Um corpo frio
Um corpo devagar no frio
Um corpo vestido
Um corpo vagueando vestido de frio
No frio despido
No frio
No fio
No rio.
No trabalho de Jorge Cabrera percebemos que a máscara é uma das formas mais simples e inquietantes de separação entre o corpo subjetivado e o mundo indiferente, incorpóreo. Uma separação impossível, mas tentada. O interior anónimo afirma-se como invasor e evadido de um exterior inapreensível e incontrolável.
É uma separação irrespirável aquela que pressentimos nestes materiais. No seu silêncio de labirinto, no ensimesmamento do rosto que se esconde na máscara sem voz e do corpo vulnerável sentimos que o lugar onde Jorge Cabrera se pratica como artista, como manuseador de acontecimentos sensíveis e como produtor de circunstâncias que se negam à comunicação, que esse lugar não se fixa, não possui enraizamento ou garantias históricas. É um lugar anfíbio onde o corpo (o corpo do artista) se pode observar num estado poético de indefinição, de impermanência.

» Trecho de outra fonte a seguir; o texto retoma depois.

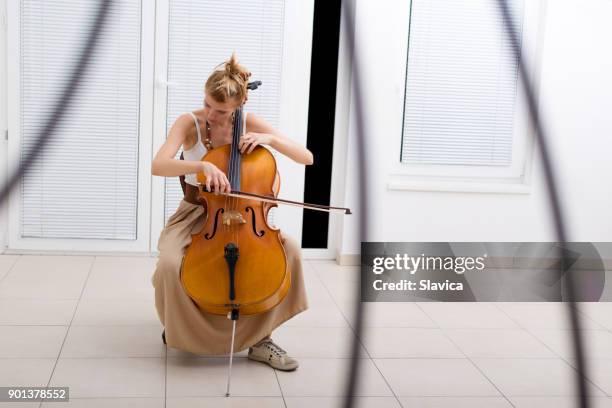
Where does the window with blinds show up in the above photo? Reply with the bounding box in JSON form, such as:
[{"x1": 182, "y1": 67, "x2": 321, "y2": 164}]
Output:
[
  {"x1": 20, "y1": 0, "x2": 141, "y2": 240},
  {"x1": 164, "y1": 0, "x2": 285, "y2": 223},
  {"x1": 401, "y1": 0, "x2": 523, "y2": 167}
]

O corpo, prisioneiro da gravidade, e da lei dos homens é ali um prolongamento das contradições da modernidade artística que ergueu sujeitos - objetos (obras artísticas) incapazes de fazerem sentido, incapazes de um destino de emancipação mas ao mesmo tempo capazes de construírem alteridade. O desejo insaciado de uma harmonia e conciliação das paixões (como nos falava Fourier) convive com o impulso da destruição irreversível. Não deixar nada de pé, erguer tudo como da primeira vez. Eis um dos sussurros desse mistério errante, mascarado onde Jorge Cabrera se encontra com a humanidade que não pode ser, com a vida que não pode compreender. E é essa incompletude que o entusiasma. A tangência do que não tem verbo.